Menu
AWS Data Pipeline
Developer Guide (API Version 2012-10-29)

Executing Work on Existing Resources Using Task Runner

You can install Task Runner on computational resources that you manage, such as an Amazon EC2 instance, or a physical server or workstation. Task Runner can be installed anywhere, on any compatible hardware or operating system, provided that it can communicate with the AWS Data Pipeline web service.

This approach can be useful when, for example, you want to use AWS Data Pipeline to process data that is stored inside your organization’s firewall. By installing Task Runner on a server in the local network, you can access the local database securely and then poll AWS Data Pipeline for the next task to run. When AWS Data Pipeline ends processing or deletes the pipeline, the Task Runner instance remains running on your computational resource until you manually shut it down. The Task Runner logs persist after pipeline execution is complete.

To use Task Runner on a resource that you manage, you must first download Task Runner, and then install it on your computational resource, using the procedures in this section.

Note

You can only install Task Runner on Linux, UNIX, or Mac OS. Task Runner is not supported on the Windows operating system.

To connect a Task Runner that you've installed to the pipeline activities it should process, add a workerGroup field to the object, and configure Task Runner to poll for that worker group value.
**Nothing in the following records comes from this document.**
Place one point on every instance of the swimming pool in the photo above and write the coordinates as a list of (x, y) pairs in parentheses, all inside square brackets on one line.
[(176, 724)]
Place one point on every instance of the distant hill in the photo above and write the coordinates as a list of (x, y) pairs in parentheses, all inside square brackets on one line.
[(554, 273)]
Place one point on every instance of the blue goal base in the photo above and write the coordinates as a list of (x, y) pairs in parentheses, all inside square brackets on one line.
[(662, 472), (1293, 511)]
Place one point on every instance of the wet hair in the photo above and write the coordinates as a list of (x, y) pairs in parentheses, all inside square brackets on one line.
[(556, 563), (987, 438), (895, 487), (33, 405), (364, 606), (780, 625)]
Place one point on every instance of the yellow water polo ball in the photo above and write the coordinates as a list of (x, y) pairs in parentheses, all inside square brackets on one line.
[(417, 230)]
You do this by passing the worker group string as a parameter (for example, --workerGroup=wg-12345) when you run the Task Runner JAR file.

{ "id" : "CreateDirectory", "type" : "ShellCommandActivity", "workerGroup" : "wg-12345", "command" : "mkdir new-directory" }

Installing Task Runner

This section explains how to install and configure Task Runner and its prerequisites. Installation is a straightforward manual process.

To install Task Runner

  1. Task Runner requires Java version 1.6 or later. To determine whether Java is installed, and the version that is running, use the following command:

    java -version

    If you do not have Java 1.6 or later installed on your computer, you can download the latest version from http://www.oracle.com/technetwork/java/index.html. Download and install Java, and then proceed to the next step.

  2. Download TaskRunner-1.0.jar from https://s3.amazonaws.com/datapipeline-us-east-1/us-east-1/software/latest/TaskRunner/TaskRunner-1.0.jar and then copy it into a folder on the target computing resource. For Amazon EMR clusters running EmrActivity tasks, you will install Task Runner on the master node of the cluster.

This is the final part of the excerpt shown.